Concreet investeringsplan niet vereist Voorts oordeelt de Hoge Raad dat voor de vorming van een HIR, anders dan voor toepassing van de zogenoemde ‘ruilarresten’, niet is vereist dat de belastingplichtige een concreet plan heeft voor een vervangende investering. Evenmin hoeft de belastingplichtige al een concreet plan te hebben voor de financiering van deze investering.

Bewijsvoering Het ontbreken van schriftelijke stukken waaruit (op de balansdatum) een herinvesteringsvoornemen blijkt, betekent bovendien niet noodzakelijkerwijs dat een voornemen tot herinvestering niet kan worden bewezen.

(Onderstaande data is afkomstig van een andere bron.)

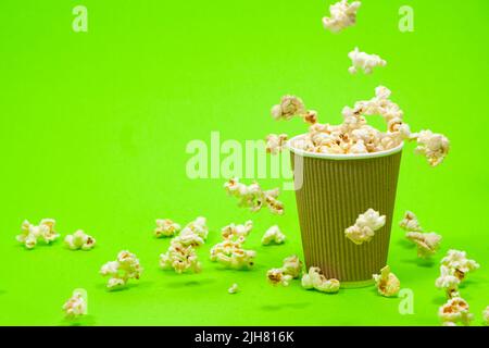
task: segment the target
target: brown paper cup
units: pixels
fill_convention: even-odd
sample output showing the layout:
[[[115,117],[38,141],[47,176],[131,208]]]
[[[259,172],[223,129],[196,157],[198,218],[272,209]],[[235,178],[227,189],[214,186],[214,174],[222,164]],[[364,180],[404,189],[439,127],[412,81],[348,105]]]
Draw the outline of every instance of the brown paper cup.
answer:
[[[293,141],[293,139],[291,140]],[[318,266],[342,287],[372,285],[386,265],[402,144],[366,154],[308,153],[290,146],[305,264]],[[386,225],[371,241],[344,235],[359,214],[374,209]]]

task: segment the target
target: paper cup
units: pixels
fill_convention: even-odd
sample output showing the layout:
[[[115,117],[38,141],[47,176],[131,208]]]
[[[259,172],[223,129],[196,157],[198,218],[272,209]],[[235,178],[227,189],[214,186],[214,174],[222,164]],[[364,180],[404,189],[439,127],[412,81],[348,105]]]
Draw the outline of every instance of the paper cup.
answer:
[[[376,153],[326,154],[293,148],[296,138],[288,148],[308,270],[318,266],[342,287],[372,285],[387,262],[403,144]],[[386,215],[386,225],[355,245],[344,229],[369,208]]]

Het bewijs daarvan kan ook op andere wijze worden geleverd. Bovendien kunnen stukken en andere bewijsmiddelen die zien op de periode na de balansdatum, van belang zijn, omdat de feiten die zich voordoen na de balansdatum, aanwijzingen kunnen geven over de aanwezigheid (of afwezigheid) van een herinvesteringsvoornemen op de balansdatum.

bz-advies

De boodschap van de Hoge Raad is duidelijk. Hoewel een concreet plan niet is vereist en het voornemen evenmin hoeft te blijken uit schriftelijke documenten, doet de belastingplichtige er wel verstandig aan om het voornemen goed schriftelijk te onderbouwen (notulen directie) en wel voor het einde van het boekjaar van vervreemding.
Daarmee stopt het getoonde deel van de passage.